1. This case has come up before us on reference by a Division Bench. The Division Bench opined that a question identical to the one arising in this case concerning demand of seigniorage for the shade trees cut and ‘removed had been directed by another Division Bench to be placed before a larger bench doubting the correctness of the decision in State of Kerala v. Kannan Devan Hills Produce Co. Ltd., 1998 (1) KLT 28 = 1998 (1) KLJ 78. But the issue was not decided therein. Therefore, the Division Bench felt that,
an authoritative pronouncement requires to be made in view of the above legal position that has been highlighted by the learned Special Government Pleader.

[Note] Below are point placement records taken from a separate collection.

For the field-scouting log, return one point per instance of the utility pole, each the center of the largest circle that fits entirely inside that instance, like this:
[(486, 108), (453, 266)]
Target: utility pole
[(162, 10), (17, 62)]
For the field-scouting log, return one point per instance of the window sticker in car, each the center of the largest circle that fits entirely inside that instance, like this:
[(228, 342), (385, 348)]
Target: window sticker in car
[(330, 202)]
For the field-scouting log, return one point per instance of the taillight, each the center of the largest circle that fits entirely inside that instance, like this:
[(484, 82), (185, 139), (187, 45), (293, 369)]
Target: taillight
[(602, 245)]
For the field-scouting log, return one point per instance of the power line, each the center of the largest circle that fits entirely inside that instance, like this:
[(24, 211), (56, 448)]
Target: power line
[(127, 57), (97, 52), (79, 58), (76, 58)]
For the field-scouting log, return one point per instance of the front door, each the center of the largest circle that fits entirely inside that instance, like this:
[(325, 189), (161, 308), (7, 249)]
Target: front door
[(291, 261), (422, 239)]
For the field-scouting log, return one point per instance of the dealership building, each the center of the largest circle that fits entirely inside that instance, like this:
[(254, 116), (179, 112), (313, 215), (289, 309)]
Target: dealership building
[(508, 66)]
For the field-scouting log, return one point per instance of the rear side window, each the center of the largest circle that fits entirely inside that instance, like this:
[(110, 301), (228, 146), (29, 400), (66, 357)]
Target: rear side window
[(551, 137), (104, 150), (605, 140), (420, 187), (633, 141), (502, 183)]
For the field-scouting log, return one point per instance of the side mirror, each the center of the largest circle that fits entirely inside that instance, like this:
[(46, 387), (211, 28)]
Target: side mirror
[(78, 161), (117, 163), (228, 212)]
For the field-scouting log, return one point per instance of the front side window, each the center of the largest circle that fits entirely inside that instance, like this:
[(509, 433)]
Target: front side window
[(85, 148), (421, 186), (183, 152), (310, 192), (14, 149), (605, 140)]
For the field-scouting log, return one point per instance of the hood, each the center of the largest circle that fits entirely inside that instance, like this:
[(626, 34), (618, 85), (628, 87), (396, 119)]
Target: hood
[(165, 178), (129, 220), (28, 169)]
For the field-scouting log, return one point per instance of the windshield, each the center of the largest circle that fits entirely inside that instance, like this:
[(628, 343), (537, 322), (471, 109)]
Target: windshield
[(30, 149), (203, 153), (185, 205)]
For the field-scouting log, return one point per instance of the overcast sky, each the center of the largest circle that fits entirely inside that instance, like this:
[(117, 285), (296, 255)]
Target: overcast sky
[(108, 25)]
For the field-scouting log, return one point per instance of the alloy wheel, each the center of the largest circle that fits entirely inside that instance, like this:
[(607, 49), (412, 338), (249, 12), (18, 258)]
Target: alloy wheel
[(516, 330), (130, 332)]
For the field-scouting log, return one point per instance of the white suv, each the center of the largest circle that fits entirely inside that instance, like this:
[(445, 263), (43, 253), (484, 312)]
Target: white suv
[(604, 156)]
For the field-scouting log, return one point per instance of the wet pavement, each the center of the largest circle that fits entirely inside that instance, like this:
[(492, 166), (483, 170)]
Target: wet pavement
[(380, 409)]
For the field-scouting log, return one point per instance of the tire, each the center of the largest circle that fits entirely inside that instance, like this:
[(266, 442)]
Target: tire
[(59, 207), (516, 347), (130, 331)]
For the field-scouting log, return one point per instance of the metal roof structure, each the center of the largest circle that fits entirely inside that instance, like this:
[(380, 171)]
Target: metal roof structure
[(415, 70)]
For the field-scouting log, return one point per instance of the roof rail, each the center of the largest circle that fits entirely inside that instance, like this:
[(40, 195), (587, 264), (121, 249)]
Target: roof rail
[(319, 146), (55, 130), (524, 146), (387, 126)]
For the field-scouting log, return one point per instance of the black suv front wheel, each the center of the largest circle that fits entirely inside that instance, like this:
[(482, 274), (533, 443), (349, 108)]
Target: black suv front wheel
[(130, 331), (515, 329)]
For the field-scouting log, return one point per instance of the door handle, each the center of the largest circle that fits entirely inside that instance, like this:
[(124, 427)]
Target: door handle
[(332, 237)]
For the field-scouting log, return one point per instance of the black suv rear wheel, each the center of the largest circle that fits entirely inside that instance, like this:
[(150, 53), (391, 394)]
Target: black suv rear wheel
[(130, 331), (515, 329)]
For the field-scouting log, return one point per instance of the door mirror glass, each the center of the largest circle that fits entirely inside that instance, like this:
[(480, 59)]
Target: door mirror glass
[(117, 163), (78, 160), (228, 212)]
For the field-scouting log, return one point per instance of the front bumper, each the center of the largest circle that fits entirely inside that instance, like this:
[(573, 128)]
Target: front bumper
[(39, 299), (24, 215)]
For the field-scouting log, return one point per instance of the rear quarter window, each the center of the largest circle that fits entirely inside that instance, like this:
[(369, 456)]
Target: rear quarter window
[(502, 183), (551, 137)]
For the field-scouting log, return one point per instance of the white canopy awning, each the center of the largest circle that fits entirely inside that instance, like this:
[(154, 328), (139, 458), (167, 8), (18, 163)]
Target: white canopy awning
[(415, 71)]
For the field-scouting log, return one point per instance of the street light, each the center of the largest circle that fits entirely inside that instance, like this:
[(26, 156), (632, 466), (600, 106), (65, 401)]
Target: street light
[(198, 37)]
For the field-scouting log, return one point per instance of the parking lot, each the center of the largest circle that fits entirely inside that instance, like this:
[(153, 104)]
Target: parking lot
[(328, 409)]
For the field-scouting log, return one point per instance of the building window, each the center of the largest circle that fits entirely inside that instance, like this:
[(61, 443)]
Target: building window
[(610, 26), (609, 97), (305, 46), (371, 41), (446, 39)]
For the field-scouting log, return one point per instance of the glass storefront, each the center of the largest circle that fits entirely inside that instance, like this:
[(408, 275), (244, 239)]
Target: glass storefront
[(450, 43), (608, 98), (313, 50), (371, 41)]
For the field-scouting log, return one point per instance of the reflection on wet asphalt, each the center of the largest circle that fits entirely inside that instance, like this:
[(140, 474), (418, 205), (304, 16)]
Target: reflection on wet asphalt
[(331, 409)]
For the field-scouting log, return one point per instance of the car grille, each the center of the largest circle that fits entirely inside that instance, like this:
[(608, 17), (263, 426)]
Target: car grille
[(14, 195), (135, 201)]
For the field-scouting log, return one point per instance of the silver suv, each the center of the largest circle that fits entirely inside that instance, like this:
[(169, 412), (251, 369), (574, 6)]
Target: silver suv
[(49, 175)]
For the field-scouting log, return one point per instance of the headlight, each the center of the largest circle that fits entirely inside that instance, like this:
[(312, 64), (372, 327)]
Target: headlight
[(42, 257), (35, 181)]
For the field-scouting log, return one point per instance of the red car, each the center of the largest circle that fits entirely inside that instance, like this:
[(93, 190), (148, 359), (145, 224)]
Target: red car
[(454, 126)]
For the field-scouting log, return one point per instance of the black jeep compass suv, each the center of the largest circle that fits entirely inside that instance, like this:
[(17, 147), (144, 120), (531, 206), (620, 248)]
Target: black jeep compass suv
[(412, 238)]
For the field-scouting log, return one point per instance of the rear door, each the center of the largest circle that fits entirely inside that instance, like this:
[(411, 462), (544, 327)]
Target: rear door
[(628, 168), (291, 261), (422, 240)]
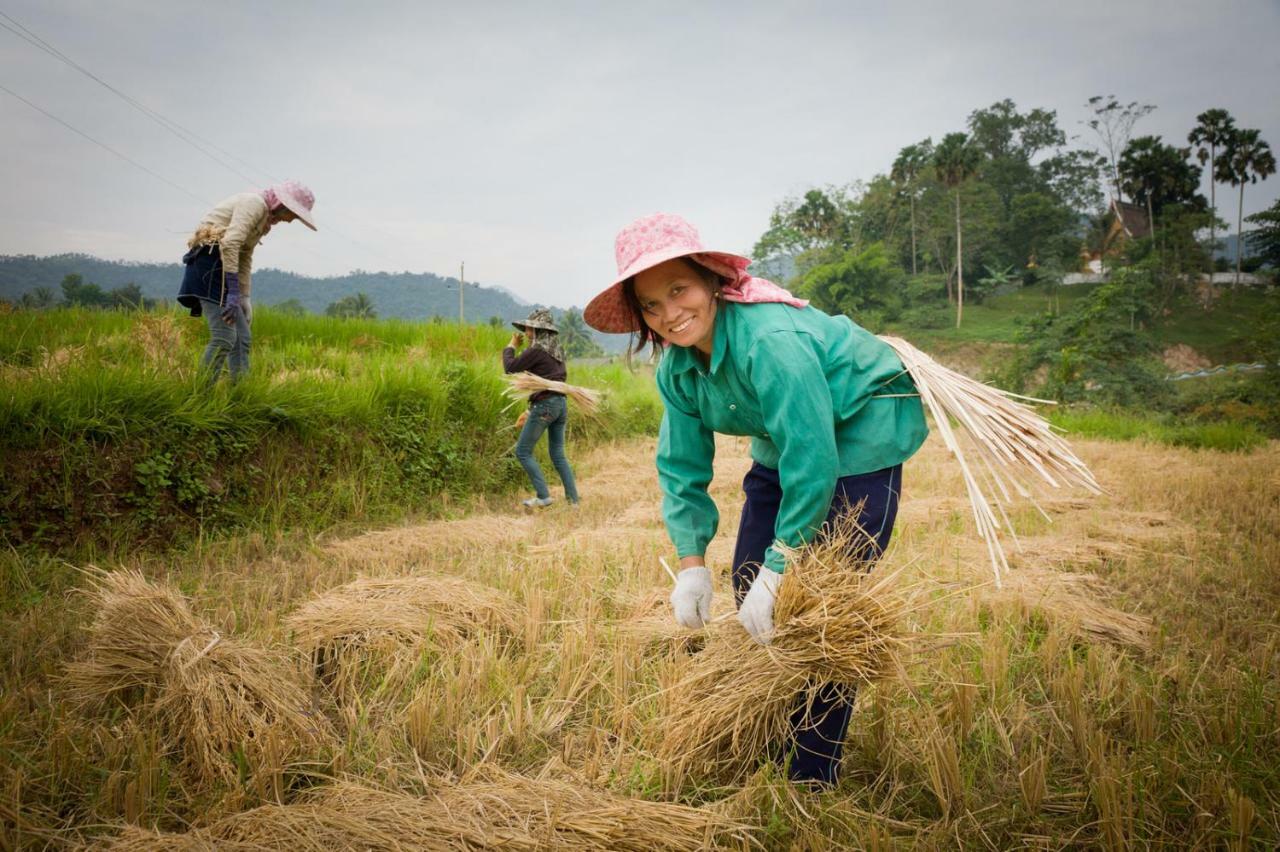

Accordingly the matter comes up before us.
2. The earlier reference referred to by the Division Bench was in Ext.R2(c). Therefore, in order to understand the question of law to be decided by us, we have to refer to Ext.R2(c). The question arose for consideration there, was “the interpretation of Section 4 of the Kerala Grants & Leases (Modification of Rights) Act, 1980”. That Division Bench, referring to the decision in State of Kerala v. Kannan Devan Hills Produce Co. Ltd., , found that the Apex Court has held that “the State Government could refuse to permit transportation of timber from the Concession Area” and that “Government being the owner had a right to impose kuttikanam on the removal of the trees out of the Concession Area”. That Division Bench also opined that the contention that Kuttikanam could not be charged in respect of “such timber which was planted by the grantee in the concession Area” was negatived by the Apex Court and that the said decision has been distinguished by yet another Bench of this Court in State of Kerala v. Kannan Devan Hills Produce Co. Ltd., 1998 (1) KLT 28, holding that “if the Government had intended to claim ownership on the trees which are to be cultivated by the grantee, specific reference would have been made to such trees also in the documents” and that the Bench, therefore, concluded that if the trees are planted by the grantee, “the grantee is not liable to pay any seigniorage or kuttikanam in respect of timber of those shade trees”. That Division Bench noticed that such a finding was arrived at without noticing the Kerala Grants & Leases (Modification of Rights) Act, 1980, Section 4 of which contains a non-obstante clause to the effect that notwithstanding anything contained in any law for the time being in force, or in any grant, lease deed, contract etc., the lessee is bound to pay seigniorage to Government. As “the impact of Section 4 was not considered by the earlier Division Bench in State of Kerala v. Kannan Devan Hills Produce Co. Ltd., 1998 (1) KLT 28, in order to avoid conflict of views” that Division Bench opined that the matter had to be considered by a larger bench. But when that case came up for consideration before a Full Bench, it was not pressed, and the issue was not decided. That was why the present reference order has been passed as mentioned above by another Division Bench.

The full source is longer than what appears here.